Pernyataan tersebut dibantah oleh Suriastawa.
“Tidak mungkin kami menembak warga sipil. OPM selalu memutarbalikkan fakta,” kata dia.
“OPM lari ke perkampungan tembak asal kena lah masyarakat. Itu cara dia mencari perhatian dunia internasional. Mereka bilang pelurunya dari TNI, lah pelurunya saja mereka ambil dari tentara kita yang gugur,“ tegas Suriastawa.

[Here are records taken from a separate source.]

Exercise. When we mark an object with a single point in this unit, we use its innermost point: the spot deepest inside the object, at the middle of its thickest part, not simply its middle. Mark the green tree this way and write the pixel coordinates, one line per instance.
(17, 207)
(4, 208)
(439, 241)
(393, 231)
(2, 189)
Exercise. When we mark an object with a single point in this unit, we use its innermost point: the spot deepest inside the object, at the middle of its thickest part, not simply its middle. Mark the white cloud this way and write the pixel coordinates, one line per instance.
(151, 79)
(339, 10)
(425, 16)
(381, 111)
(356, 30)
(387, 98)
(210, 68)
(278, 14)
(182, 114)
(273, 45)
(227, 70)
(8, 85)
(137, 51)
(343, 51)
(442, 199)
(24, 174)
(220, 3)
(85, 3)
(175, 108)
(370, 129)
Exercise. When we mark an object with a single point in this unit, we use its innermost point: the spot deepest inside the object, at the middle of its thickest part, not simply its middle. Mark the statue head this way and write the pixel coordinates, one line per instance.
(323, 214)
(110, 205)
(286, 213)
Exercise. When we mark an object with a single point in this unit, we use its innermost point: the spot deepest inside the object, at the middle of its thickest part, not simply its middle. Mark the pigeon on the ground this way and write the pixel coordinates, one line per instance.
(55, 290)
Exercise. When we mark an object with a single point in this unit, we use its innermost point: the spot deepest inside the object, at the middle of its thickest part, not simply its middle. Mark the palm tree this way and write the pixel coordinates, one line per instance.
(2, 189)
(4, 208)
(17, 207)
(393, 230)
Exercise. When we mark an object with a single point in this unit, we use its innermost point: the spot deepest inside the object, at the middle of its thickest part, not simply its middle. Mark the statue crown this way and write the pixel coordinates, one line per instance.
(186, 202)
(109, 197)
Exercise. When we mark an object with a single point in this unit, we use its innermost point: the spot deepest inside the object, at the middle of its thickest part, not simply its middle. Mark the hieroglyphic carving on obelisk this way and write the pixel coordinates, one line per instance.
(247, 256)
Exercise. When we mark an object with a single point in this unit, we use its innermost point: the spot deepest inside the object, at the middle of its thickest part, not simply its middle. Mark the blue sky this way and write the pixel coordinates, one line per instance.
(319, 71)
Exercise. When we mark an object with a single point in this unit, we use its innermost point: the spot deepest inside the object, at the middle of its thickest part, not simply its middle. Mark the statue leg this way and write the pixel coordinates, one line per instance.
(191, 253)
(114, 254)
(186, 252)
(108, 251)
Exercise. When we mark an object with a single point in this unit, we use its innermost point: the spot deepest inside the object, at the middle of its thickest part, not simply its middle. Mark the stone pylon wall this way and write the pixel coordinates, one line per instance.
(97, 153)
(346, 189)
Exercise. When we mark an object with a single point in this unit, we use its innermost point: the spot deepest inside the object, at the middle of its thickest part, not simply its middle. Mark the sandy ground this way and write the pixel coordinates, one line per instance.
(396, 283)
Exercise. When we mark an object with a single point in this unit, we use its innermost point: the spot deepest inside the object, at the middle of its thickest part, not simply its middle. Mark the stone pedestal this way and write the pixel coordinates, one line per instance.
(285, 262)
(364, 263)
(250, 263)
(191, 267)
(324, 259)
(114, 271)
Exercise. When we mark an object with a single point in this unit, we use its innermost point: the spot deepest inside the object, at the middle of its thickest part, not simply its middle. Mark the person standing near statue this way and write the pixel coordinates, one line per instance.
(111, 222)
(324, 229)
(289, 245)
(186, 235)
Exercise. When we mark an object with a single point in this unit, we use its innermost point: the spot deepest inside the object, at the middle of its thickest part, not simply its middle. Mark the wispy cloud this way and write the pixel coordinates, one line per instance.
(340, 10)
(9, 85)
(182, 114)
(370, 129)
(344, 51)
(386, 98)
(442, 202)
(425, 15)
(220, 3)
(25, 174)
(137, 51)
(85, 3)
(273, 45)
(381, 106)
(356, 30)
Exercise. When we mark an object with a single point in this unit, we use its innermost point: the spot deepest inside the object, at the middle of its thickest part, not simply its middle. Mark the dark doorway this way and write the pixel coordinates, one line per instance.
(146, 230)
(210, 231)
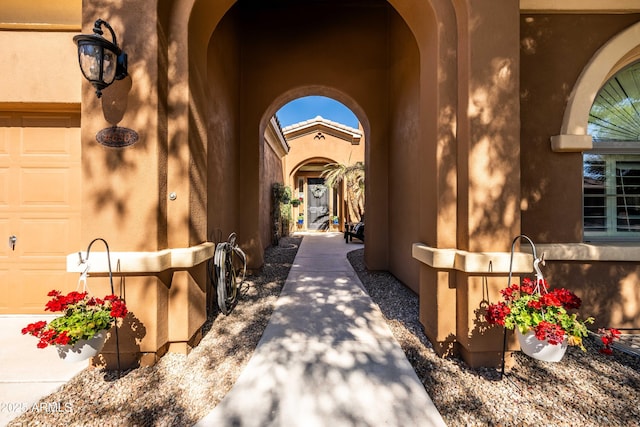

Selain menewaskan tiga orang warga sipil, kontak senjata tersebut juga merusak bangunan diantaranya menara air traffic control Bandara Aminggaru Ilaga, pesawat rusak yang diparkir, dua unit rumah warga sipil, dan satu unit excavator, kata otoritas setempat.
Selain itu, 50 orang masyarakat sipil mendatangi Polres Puncak untuk meminta perlindungan karena takut.
Douw mengatakan, OPM mengusir warga pendatang supaya tidak menjadi korban karena di Papua sangat sulit menjamin keamanan saat konflik.
Menurut tentara OPM, kata Douw , semua pendatang, termasuk apakah itu orang gereja ataupun aktivis HAM harus meninggalkan wilayah konflik. “Mereka bilang hal itu dilakukan untuk membedakan mana militer dan mana masyarakat sipil,” ujar Douw.
Ilaga merupakan salah satu wilayah di Papua yang terdampak oleh kerusuhan besar pada Agustus-Oktober 2019 yang dipicu oleh perlakuan rasis dari aparat dan sejumlah ormas lokal terhadap mahasiswa Papua di asrama mereka di Surabaya pada 17 Agustus tahun itu. Sejumlah orang di Ilaga, sebagian besar adalah kaum pendatang harus meninggalkan tempat tersebut untuk menyelamatkan diri saat itu.